So, you wanna be a rock and roll star?
Friday, January 11th, 2008One of the gifts I got for my b-day is a book called “So You Wanna Be A Rock & Roll Star?” by Jacob Slichter (the drummer for the Minneapolis-based band, Semisonic. Incidentally, I used to sneak into clubs when I was still too young to get in with my best friend in high school, Jess, to see them play).

The book details all of the behind-the-scenes workings of the music industry and the taxing life of musicians. Truth be told, these days I don’t really have time to read books for “fun”, but I am so into this one that I find myself staying up WAY too late reading it and being tired the next day, but still wanting to read more. I can identify with most everything in this book SO much. I feel like it should be required reading for all people wanting to get into the music industry and for their friends/ family. I think most people would be shocked to discover just how difficult and challenging this industry is. When people ask me how things are going with music or say things like “so when will I be seeing you on MTV?” or “how come I don’t hear your songs on the radio where I live, you are so good!”, I feel at a loss for words. The answer to these questions is complicated and requires knowledge of a deeply flawed and often corrupt industry. I would like to just hand them a copy of this book!

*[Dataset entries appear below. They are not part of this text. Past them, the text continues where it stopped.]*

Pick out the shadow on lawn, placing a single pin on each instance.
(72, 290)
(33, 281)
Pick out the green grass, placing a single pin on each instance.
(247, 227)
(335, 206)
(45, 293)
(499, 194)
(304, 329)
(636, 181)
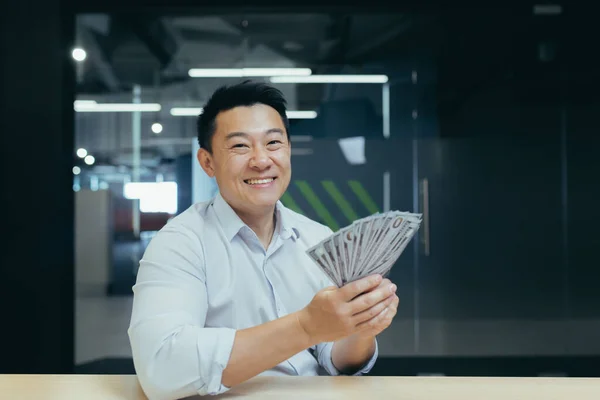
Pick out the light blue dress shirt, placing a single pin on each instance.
(206, 275)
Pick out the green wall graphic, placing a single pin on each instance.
(326, 202)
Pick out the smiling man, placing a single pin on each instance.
(226, 292)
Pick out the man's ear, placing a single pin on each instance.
(206, 162)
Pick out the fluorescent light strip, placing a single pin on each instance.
(330, 79)
(186, 111)
(89, 106)
(247, 72)
(301, 114)
(195, 111)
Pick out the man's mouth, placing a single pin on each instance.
(261, 181)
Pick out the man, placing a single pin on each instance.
(225, 290)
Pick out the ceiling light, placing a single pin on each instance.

Reading this book would probably be extremely depressing for most aspiring musicians, and if I’d read it several years ago, I might have felt the same. But from my current perspective, after having gone through so many changes, challenges, disappointments, successes, and re-definitions of myself and my music and my concept of what success means to me, I find the book confirming and refreshing. I feel happy about the choices I’ve made and the way things have gone for me. It also makes me think about the way I’m continually shaping my career and what is possible as an independent artist trying to do things on my terms. The industry is changing so rapidly (as is the world in general!) that many of the things I’m trying are completely new—to me and to most people. So, I feel hope and gratitude that my path hasn’t become too entangled with the fear-based, material-focused, disappointment-producing part of the music industry. And I’m excited to keep doing what I love, on my own terms, and with a focus on doing it out of love, hope, and a desire to connect with myself and others.